うちつづく愛の夜のむし暑さのなかにもいた


ぼくがおまえにあびせかけた


あざけりのなかにまでいたのだ


 


いま おまえは


さすらいの旅からかえってきた


このぼくのへとへとに疲れたからだを


さわやかにすがすがしくしてくれる


この頭をおまえのひざに抱いてくれる


ぼくのすべての惑いは


おまえにもどるための手だてだったのだ


 


 


メランコリーによせて


ヘルマン・ヘッセ/石丸静雄 訳


 


十四歳の時、神経衰弱に陥り、自殺を図って失敗に終わったヘッセは、マウルブロンの神学校の寄宿舎から脱走して、僅か半年で退学してしまった。


「詩人になるか、さもなければどんなものにもなりたくない」と言う、美しくも至純な観念を抱いて労働者となったヘッセは、その頃から独学で文学の勉強に取り組んだ。


その後、二度の離婚を体験したヘッセであるが、最初の妻の精神病悪化と、二度目の妻からは変人扱いされた為に心労が絶えなかった。幸いにも三度目の結婚によって、ヘッセは安定した家庭を迎えることができた。


詩を鑑賞するにあたって、作者の生涯を十分に咀嚼していると非常に理解しやすい。それだけではない、詩人の生い立ちや性格、或いは病歴に至るまで知り尽くしていると、解読が容易になってくる。

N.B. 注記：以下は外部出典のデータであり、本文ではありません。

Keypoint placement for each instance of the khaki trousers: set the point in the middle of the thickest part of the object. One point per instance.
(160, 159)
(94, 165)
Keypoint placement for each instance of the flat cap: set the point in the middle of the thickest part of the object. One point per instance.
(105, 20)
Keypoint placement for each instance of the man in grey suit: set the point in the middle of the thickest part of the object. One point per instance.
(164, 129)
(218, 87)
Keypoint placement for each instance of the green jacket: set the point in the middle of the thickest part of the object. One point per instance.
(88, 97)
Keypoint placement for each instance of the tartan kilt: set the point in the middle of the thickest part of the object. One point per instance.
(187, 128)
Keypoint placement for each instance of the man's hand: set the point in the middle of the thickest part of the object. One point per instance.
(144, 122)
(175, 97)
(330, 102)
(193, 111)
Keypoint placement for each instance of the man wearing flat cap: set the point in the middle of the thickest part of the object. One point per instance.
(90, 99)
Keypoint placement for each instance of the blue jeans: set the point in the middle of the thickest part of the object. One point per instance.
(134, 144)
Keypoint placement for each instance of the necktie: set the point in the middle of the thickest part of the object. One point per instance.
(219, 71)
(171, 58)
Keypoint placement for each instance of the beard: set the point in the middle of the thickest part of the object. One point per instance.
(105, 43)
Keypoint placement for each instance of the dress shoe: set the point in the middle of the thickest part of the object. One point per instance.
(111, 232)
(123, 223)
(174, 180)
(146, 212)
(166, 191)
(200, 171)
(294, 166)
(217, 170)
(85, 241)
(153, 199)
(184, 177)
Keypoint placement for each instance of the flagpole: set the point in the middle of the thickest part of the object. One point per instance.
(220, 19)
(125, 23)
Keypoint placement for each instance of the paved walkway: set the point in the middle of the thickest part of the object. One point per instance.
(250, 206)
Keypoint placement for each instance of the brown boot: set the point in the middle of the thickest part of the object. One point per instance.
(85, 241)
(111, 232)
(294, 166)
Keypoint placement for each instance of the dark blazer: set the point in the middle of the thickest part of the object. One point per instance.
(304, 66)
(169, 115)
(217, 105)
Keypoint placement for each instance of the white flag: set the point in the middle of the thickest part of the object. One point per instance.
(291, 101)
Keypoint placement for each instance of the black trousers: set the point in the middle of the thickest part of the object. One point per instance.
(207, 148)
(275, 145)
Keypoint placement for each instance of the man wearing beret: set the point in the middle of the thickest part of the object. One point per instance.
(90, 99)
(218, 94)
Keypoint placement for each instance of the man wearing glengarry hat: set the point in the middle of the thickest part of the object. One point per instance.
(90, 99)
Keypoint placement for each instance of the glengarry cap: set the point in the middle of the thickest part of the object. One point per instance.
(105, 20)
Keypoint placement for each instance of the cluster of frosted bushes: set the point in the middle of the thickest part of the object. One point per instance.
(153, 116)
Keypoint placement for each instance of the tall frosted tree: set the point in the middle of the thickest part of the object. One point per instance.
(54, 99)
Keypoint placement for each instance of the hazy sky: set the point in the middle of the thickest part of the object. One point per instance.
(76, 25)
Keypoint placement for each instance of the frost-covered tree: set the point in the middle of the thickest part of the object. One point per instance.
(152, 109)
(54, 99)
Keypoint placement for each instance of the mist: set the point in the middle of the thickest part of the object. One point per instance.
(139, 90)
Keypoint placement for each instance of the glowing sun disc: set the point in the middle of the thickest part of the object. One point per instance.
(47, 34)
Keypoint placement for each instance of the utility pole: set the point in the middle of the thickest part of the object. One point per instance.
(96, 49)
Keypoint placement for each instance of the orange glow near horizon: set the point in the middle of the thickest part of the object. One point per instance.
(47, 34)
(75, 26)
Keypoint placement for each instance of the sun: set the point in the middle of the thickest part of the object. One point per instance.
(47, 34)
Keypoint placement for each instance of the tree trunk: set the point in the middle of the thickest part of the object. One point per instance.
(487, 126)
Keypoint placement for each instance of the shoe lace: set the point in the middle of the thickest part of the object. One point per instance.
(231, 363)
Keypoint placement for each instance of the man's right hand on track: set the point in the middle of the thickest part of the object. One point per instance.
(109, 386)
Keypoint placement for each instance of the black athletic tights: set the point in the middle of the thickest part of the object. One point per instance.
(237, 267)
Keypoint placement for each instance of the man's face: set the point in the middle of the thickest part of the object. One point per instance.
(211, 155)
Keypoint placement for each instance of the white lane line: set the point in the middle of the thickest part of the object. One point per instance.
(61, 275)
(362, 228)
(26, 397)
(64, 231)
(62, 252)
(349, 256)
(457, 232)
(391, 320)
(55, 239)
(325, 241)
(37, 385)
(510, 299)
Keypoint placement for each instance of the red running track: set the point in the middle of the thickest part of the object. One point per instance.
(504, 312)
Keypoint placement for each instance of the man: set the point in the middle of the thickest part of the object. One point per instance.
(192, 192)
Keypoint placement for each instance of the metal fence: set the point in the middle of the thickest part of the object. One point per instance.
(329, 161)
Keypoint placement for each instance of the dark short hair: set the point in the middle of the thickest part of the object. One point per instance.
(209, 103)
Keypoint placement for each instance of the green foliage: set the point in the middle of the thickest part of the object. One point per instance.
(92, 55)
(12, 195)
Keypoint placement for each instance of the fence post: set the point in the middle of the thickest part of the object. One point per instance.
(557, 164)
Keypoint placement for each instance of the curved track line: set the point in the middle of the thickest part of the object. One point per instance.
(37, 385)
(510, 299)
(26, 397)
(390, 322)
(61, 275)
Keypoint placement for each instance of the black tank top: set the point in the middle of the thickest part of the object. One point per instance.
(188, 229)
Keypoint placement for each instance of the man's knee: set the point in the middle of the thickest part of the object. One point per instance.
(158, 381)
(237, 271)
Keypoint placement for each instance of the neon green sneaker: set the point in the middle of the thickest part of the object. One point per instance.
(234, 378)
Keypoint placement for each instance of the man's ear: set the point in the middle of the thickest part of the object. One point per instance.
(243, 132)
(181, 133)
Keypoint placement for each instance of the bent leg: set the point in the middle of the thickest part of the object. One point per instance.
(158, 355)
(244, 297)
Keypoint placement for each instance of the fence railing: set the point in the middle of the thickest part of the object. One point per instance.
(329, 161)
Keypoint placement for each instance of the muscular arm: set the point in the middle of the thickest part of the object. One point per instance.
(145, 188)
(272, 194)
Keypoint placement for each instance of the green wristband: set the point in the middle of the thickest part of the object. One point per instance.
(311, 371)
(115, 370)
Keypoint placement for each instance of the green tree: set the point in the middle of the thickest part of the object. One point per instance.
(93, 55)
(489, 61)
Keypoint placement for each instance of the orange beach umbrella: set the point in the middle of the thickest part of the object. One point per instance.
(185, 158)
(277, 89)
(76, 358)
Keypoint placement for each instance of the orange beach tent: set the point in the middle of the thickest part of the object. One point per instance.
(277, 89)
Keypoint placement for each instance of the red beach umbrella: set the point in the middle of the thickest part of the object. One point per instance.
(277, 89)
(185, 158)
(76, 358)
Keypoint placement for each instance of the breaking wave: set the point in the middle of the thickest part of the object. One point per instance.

ヘッセの性質は内向的な分裂質の性格が基本となり、壮年期に鬱病から来る不安神経症に陥っている。『メランコリーによせて』は、寛解してから四十代に書かれた詩であると思われる。


翻訳を手掛けた石丸静雄は「ヘッセはその病気に罹って、楽しんでいる。メランコリーのない日は、一日一日があじきなかった」と鑑賞している。


私はヘッセの詩も、石丸の訳と解説も、実に見事だと思っている。ヘッセは自己の二元性の相剋に苦しみながら、精神病院に入院してユングの診断を受けている。だが、善と悪の二つの魂に対する苦悩は、古くから文学者や哲学者の永遠のテーマとして今日まで受け継がれている。


例えば新約聖書の『ローマ人への手紙』に於いて、パウロの二重性の煩悶が描かれているが、ドストエフスキーやゲーテ、夏目漱石らも、自我の二つの魂について苦悶している作品がある。


それでは次に、僭越ながら私が書いた『不安』を主題にした詩の、後半部分を紹介させていただく。


 


不安感がなくなれば


なおさら不安になる


 


俺は死ぬまで不安


死んでからも不安


 


俺は祈りはじめた


パラダイスで


安心して不安にすごしたい


不安に


 


この詩の前半では、一刻も早く不安感から解放されて、自由になりたいと叫んでいるのであるが、やがて不安は掛け替えのない友となり、行く末に不安は、安らぎの礎となってしまう。石丸静雄の解題が、そのままこの『不安』に適応してしまうのである。私はこの手法をヘルマン・ヘッセからではなく、アンリ・ミショーから習得している。


さて、不具で孤独のヘッセではあったが、やがてメランコリーは彼にとって心のよりどころとなり、憂鬱者の内面のゆとりを暗示させていた。